Pelaku pasar menilai kondisi tersebut masih wajar karena sebagian besar distribusi bahan pokok utama masih ditopang armada berbahan bakar solar subsidi atau Biosolar. Dengan demikian, kenaikan Pertamax belum langsung memengaruhi biaya distribusi pangan secara signifikan.

Selain itu, banyak pedagang masih menghabiskan stok barang yang telah didistribusikan sebelum kenaikan harga BBM nonsubsidi berlaku.

Cabai dan Bawang Tetap Jadi Penyumbang Fluktuasi

Meski harga kebutuhan pokok utama relatif stabil, komoditas hortikultura masih menunjukkan pergerakan harga yang cukup tinggi.

Cabai rawit dan bawang merah tetap menjadi komoditas yang paling fluktuatif dalam beberapa pekan terakhir. Namun kondisi tersebut lebih dipengaruhi faktor pasokan, cuaca, dan distribusi hasil panen dibandingkan dampak kenaikan Pertamax.

Karena itu, kenaikan harga cabai dan bawang yang terjadi saat ini tidak dapat langsung dikaitkan dengan kebijakan penyesuaian harga BBM nonsubsidi.

Dampak Belum Terasa, Tetapi Tetap Diwaspadai

Pengamat ekonomi menilai dampak kenaikan BBM nonsubsidi umumnya tidak langsung muncul pada hari pertama kebijakan berlaku. Efeknya biasanya baru terlihat setelah terjadi penyesuaian biaya operasional pada sektor transportasi, jasa, dan distribusi barang.

Bagi Sulawesi Utara yang memiliki karakteristik wilayah kepulauan, biaya logistik menjadi salah satu faktor penting yang perlu diperhatikan. Jika kenaikan biaya operasional berlangsung dalam jangka panjang, pelaku usaha dapat melakukan penyesuaian tarif yang pada akhirnya berpengaruh terhadap harga barang dan jasa.

Karena itu, perkembangan harga pangan dalam beberapa minggu ke depan akan menjadi indikator penting untuk melihat seberapa besar dampak kenaikan Pertamax terhadap inflasi daerah.

Inflasi Sulut Masih Terkendali

Hingga saat ini, kondisi inflasi Sulawesi Utara masih tergolong terkendali. Harga sejumlah komoditas utama belum menunjukkan tekanan yang signifikan, sementara pemerintah daerah terus melakukan pemantauan pasar untuk menjaga stabilitas harga dan pasokan.

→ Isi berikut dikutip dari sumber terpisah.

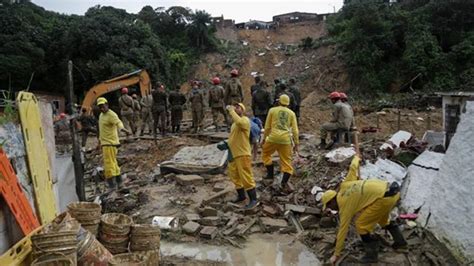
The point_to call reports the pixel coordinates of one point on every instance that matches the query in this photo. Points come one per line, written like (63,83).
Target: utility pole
(76,147)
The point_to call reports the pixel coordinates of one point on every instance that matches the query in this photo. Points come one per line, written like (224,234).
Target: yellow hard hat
(327,197)
(241,105)
(284,99)
(101,100)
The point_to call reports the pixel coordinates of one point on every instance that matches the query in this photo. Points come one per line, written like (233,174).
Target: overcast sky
(241,11)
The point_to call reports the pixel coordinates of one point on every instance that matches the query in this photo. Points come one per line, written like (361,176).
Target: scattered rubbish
(165,222)
(279,64)
(396,139)
(340,154)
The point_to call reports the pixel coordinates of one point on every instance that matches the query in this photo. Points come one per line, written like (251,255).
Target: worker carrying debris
(372,201)
(233,89)
(240,168)
(126,110)
(196,98)
(88,125)
(176,100)
(146,103)
(261,101)
(216,102)
(342,119)
(159,109)
(281,135)
(109,124)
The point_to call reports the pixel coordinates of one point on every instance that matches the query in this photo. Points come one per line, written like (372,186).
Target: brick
(186,180)
(208,211)
(191,228)
(208,232)
(219,187)
(273,224)
(269,210)
(210,221)
(192,217)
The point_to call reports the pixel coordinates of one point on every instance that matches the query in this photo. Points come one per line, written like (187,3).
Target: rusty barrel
(114,232)
(90,251)
(87,213)
(130,259)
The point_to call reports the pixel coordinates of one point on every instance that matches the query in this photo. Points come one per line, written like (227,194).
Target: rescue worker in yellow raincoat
(373,201)
(109,125)
(281,135)
(240,167)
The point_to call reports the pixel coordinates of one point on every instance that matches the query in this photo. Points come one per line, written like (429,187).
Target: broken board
(196,160)
(38,161)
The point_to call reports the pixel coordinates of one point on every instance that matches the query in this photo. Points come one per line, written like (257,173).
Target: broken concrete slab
(209,232)
(273,224)
(208,211)
(186,180)
(191,228)
(396,139)
(385,170)
(196,160)
(210,221)
(340,154)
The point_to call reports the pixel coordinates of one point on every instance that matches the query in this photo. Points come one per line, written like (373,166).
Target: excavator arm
(139,76)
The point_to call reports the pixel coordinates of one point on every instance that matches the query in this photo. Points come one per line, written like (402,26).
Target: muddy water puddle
(260,249)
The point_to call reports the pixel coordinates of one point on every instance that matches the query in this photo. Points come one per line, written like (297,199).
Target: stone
(269,210)
(210,221)
(219,187)
(192,217)
(208,211)
(191,228)
(208,232)
(186,180)
(273,224)
(327,222)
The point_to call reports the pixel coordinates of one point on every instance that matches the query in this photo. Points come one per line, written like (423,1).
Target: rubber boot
(323,144)
(118,179)
(270,172)
(399,241)
(240,196)
(110,184)
(371,247)
(253,199)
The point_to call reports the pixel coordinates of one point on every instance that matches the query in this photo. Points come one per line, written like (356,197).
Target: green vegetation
(102,44)
(385,46)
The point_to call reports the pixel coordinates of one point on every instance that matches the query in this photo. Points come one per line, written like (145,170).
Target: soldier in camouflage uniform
(176,100)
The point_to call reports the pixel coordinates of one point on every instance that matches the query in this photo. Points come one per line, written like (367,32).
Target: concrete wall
(448,192)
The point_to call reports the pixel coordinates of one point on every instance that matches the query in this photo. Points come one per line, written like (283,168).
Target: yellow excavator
(138,76)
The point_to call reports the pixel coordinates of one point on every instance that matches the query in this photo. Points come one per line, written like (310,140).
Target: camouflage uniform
(126,105)
(146,104)
(196,99)
(177,100)
(216,102)
(159,110)
(233,91)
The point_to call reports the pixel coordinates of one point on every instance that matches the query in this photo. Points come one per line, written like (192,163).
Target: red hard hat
(216,80)
(334,95)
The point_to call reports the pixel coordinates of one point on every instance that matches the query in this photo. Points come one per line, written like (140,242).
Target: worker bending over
(342,118)
(240,168)
(281,135)
(372,201)
(109,124)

Program pengendalian inflasi serta operasi pasar yang dilakukan pemerintah juga diharapkan mampu meredam potensi gejolak harga apabila tekanan biaya distribusi mulai meningkat.

Kesimpulan

Pada hari pertama kenaikan Pertamax menjadi Rp16.250 per liter, harga kebutuhan pokok di Sulawesi Utara masih relatif stabil. Beras, gula, minyak goreng, telur ayam, dan daging ayam belum menunjukkan kenaikan yang signifikan.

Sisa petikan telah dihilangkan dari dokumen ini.